Children’s Susceptibility. Data needs relating to both prenatal and childhood exposures, and developmental effects expressed either prenatally or during childhood, are discussed in detail in the Developmental Toxicity subsection above.

Specific information is not available on whether children are more susceptible than adults to the effects of uranium. No reports were located describing toxicity in children as the result of uranium exposure. It is probable, however, that if exposure levels were high enough, signs of renal toxicity would be observed similar to that seen in adults exposed accidentally (Lu and Zhao 1990) or intentionally (Pavlakis et al. 1996). Because children undergo periods of rapid bone growth and remodeling and uranium is stored in bone, there is a need to examine the potential toxicity of uranium to bone. However, few studies have examined this end point and additional studies are needed.

A study by the oral route establishing a threshold for renal effects in weanling and adult rats of the same strain is needed to determine if susceptibility to uranium toxicity varies with age. Histopathological studies and urinalysis should be performed, as well as measurement of uranium in excreta for both groups. At termination in this study, uranium content should be measured in tissues, particularly bone and kidney. This will provide information on whether retention of uranium in bone is age-dependent (as assumed by analogy with calcium in PBPK models) and on whether kidney burden associated with uranium toxicity is age-related.

More information on the absorption of various forms of uranium in young animals would be useful. Also, studies are needed on whether maternally stored bone uranium is mobilized to blood during pregnancy and lactation and whether this can increase exposure to the fetus and neonate.

Child health data needs relating to exposure are discussed in Section 6.8.1, Identification of Data Needs: Exposures of Children.

3.12.3. Ongoing Studies

Ongoing studies are examining possible kidney toxicity in residents living near uranium mining sites, genotoxicity of depleted uranium, and adverse health outcomes in Gulf War veterans exposed to depleted uranium.

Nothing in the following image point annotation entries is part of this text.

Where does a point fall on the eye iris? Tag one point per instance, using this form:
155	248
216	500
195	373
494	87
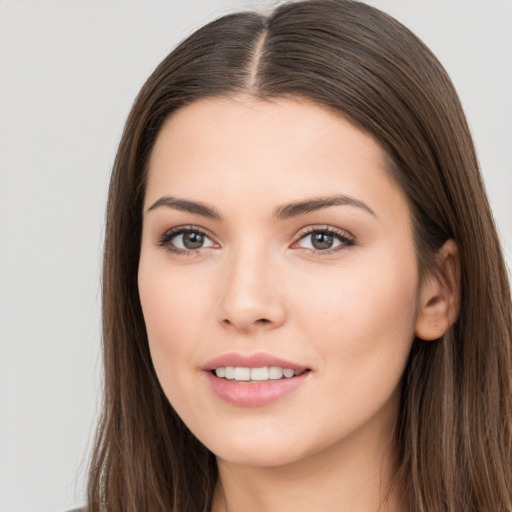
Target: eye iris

The Congressionally-mandated Navajo Uranium Assessment and Kidney Health Project is a joint Department of Energy (DOE), EPA, and ATSDR effort with three foci: (1) conducting medical monitoring; (2) completing safe water projects; and (3) studying the potential effects of heavy metals, including uranium, on pregnant women and their infants. ATSDR, in collaboration with the Indian Health Service and the Navajo Nation hospital and clinic staff, will conduct case control studies of health risks faced by individuals residing near mill sites or abandoned mine sites. The study will include a birth cohort study to address the potential association between environmental exposure to a suite of heavy metals, including uranium, and both maternal health and reproductive birth outcomes. The birth cohort study is being conducted by the University of New Mexico under a cooperative research agreement with ATSDR (EPA 2013a).

The U.S. Department of Energy’s Lawrence Berkeley National Laboratory is currently developing a sequestering agent that could be administered following exposure to actinides, such as plutonium, americium, uranium, and neptunium, and result in increased excretion of the actinide contaminants.

Footnotes

1

Uranium hexafluoride is hydrolyzed to uranyl fluoride and hydrogen fluoride. Hydrogen fluoride is highly toxic in acute exposures and causes pulmonary edema, which may be immediately life-threatening.

2

Uranium hexafluoride rapidly dissociates into hydrofluoric acid and uranyl fluoride on contact with moisture in the air.

3

Type I cells are alveolar lining cells that are involved with the transfer of oxygen and other substances between the alveolus and the blood. Type II cells are alveolar cells involved in production and secretion of the surfactant coating the alveolar surface.